REVIEWED - SLITHER: A GRADUATE of the Troma school of no-budget tackiness, where he wrote and produced Tromeo and Juliet, James Gunn moved into the mainstream as a screenwriter on the two Scooby Doo movies and the recent remake of Dawn of the Dead. Turning director with Slither, Gunn eagerly parades his influences in a B-movie tribute that even has a character watching a Troma picture on TV.
It's surprising that any of the characters has ever seen a horror movie, given that they so frequently stumble into peril. When a sexually frustrated character named Grant Grant (Michael Rooker) meets a woman in a bar, they naturally go for a late night walk in the woods, blithely not noticing that a meteorite just landed there.
Grant makes for easy prey as the first victim of the hideous, extra-terrestrial creatures that invade his body. In what could be read as an allegorical spin-off from Super Size Me, he develops a truly voracious appetite for red meat, served raw. When his wife (Elizabeth Banks) recoils from his new, horribly disfigured look, he insists that it's only a bee sting.
The setting is Wheelsy, South Carolina, where the start of the deer hunting season is top of the social calendar, and it's only a matter of time before even the most homely residents are infiltrated by the slimy wrigglers and turned into flesh-hungry zombies.
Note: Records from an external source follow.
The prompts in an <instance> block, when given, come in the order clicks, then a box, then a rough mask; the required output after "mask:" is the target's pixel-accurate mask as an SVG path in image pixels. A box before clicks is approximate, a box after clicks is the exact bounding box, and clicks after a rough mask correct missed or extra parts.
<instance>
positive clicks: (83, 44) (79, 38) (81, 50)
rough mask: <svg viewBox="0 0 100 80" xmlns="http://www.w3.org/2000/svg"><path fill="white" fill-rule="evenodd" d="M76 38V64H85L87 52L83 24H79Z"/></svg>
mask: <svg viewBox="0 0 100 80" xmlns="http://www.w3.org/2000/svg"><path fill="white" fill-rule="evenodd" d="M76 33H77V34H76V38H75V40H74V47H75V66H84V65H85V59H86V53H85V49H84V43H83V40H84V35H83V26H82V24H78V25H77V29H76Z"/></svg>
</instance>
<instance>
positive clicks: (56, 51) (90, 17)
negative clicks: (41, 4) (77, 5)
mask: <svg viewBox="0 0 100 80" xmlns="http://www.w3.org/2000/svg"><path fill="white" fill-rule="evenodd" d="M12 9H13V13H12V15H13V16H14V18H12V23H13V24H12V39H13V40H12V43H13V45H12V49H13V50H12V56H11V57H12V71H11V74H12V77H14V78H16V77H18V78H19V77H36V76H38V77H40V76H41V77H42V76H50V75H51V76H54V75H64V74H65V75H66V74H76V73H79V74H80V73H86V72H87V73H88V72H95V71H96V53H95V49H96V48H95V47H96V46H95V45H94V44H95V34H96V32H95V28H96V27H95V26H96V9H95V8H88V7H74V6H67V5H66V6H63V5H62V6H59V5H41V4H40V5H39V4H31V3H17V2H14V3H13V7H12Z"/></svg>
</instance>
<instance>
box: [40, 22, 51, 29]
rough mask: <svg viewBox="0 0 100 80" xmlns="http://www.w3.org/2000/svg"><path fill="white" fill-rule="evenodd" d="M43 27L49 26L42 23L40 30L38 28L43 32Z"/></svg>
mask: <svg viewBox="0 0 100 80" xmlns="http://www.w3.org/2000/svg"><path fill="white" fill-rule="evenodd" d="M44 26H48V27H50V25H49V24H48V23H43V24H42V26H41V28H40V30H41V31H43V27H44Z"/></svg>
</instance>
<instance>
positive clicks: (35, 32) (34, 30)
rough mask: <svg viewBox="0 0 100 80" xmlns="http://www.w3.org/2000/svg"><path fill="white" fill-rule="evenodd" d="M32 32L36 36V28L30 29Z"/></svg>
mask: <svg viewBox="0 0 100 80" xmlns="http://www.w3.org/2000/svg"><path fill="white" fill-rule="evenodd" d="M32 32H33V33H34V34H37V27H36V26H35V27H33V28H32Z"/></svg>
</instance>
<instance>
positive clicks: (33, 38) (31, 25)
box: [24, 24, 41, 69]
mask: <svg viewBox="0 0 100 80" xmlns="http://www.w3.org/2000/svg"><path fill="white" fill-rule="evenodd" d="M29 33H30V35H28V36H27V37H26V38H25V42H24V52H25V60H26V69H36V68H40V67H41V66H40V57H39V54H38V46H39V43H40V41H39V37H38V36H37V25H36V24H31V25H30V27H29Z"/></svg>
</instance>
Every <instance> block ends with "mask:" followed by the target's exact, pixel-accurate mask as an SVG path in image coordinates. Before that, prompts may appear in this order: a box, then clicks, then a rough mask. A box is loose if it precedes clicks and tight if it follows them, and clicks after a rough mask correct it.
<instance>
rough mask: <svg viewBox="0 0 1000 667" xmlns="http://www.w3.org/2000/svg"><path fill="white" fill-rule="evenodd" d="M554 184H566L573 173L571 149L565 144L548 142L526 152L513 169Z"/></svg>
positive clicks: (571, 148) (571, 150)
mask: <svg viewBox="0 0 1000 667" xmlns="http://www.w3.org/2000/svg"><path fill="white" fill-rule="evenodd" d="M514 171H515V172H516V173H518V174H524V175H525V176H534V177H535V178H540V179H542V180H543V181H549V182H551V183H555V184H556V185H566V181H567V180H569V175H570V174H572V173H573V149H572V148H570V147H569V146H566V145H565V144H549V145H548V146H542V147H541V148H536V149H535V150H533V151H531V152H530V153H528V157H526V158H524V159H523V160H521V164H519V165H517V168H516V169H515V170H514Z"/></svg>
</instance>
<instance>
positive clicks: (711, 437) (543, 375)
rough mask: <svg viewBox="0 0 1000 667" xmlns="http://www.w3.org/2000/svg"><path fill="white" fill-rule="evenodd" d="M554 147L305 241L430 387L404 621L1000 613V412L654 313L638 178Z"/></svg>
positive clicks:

Gunn employs grotesque special effects to jolt the viewer and, in moments of desperation, resorts to loud, abrupt bursts of soundtrack music. This inane movie, which treads a thin line between homage and deja vu, is sprinkled with deadpan humour, most amusingly delivered by a laidback police officer (played by Nathan Fillion from Serenity) and a foul-mouthed mayor (Gregg Henry).